Developing Your Personal Learning Network
Presenter: Bud HuntDate: September 30, 2009Time: 5:30 p.m. - 6:30 p.m. EDTAudience: Secondary Teachers, Teacher Leaders, Media Specialists
In an age of information abundance, the answers to many questions may only be a Google search away. Better yet, the people who can answer them, and who need your help, too, are available in real or semi-real time to help you and your students to solve problems. In this web seminar, we will look at how educators are creating personal learning networks for themselves and their students, making classroom connections across town and around the world using tools like Twitter, blogs, and wikis, among others.
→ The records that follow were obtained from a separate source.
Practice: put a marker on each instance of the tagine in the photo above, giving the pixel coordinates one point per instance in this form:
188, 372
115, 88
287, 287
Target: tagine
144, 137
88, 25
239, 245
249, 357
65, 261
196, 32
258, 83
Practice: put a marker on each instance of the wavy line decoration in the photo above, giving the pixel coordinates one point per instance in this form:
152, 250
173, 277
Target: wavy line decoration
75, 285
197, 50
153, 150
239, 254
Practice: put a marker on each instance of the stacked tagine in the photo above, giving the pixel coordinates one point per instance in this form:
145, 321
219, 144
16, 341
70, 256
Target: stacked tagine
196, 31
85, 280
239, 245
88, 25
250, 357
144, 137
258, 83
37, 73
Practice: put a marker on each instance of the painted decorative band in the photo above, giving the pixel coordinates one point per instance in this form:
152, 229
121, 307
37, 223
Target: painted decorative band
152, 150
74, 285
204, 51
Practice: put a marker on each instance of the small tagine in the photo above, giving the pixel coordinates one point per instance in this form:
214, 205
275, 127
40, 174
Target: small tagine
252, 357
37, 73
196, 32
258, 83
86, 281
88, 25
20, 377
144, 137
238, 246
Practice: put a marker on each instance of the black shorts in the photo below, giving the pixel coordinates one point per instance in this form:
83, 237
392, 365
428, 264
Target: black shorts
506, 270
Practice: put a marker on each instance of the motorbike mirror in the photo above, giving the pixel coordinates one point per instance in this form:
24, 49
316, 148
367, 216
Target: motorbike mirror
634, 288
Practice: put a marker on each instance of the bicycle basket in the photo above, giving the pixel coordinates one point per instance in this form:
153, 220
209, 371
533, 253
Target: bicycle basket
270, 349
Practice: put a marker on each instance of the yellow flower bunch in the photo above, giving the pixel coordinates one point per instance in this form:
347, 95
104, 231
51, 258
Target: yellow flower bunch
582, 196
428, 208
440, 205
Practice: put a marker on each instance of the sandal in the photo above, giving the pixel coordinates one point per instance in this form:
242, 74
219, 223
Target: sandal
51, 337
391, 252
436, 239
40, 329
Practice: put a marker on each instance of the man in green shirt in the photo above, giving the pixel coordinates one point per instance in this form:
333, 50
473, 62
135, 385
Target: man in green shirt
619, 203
We will also think about questions like: What happens when the classroom walls are permeable and you can use digital tools to bring people and information to you? How do social media practices influence life in the classroom? Outside of the classroom? Is there still a "classroom" when everyone has a personally-constructed learning network? Participants will leave with some good starting places and suggestions for how to begin to build learning networks for themselves and for and with their students at all levels K-12.
Can't attend? Click here to access the On Demand version of Bud Hunt's Web seminar.
Bud Hunt is an instructional technologist for the St. Vrain Valley School District in northern Colorado. Formerly, he taught high school language arts and journalism at Olde Columbine High School in Longmont, Colorado. He is a teacher-consultant with the Colorado State University Writing Project, an affiliate of the National Writing Project, a group working to improve the teaching of writing in schools via regular and meaningful professional development. Bud is a former co-editor of the New Voices column of English Journal, a publication of the National Council of Teachers of English. Bud is a co-founder of Learning 2.0: A Colorado Conversation and has served as an Online Community Leader for the New Jersey Cohort of Powerful Learning Practice, a long-term, job-embedded professional development program that immerses participants in 21st Century learning environments.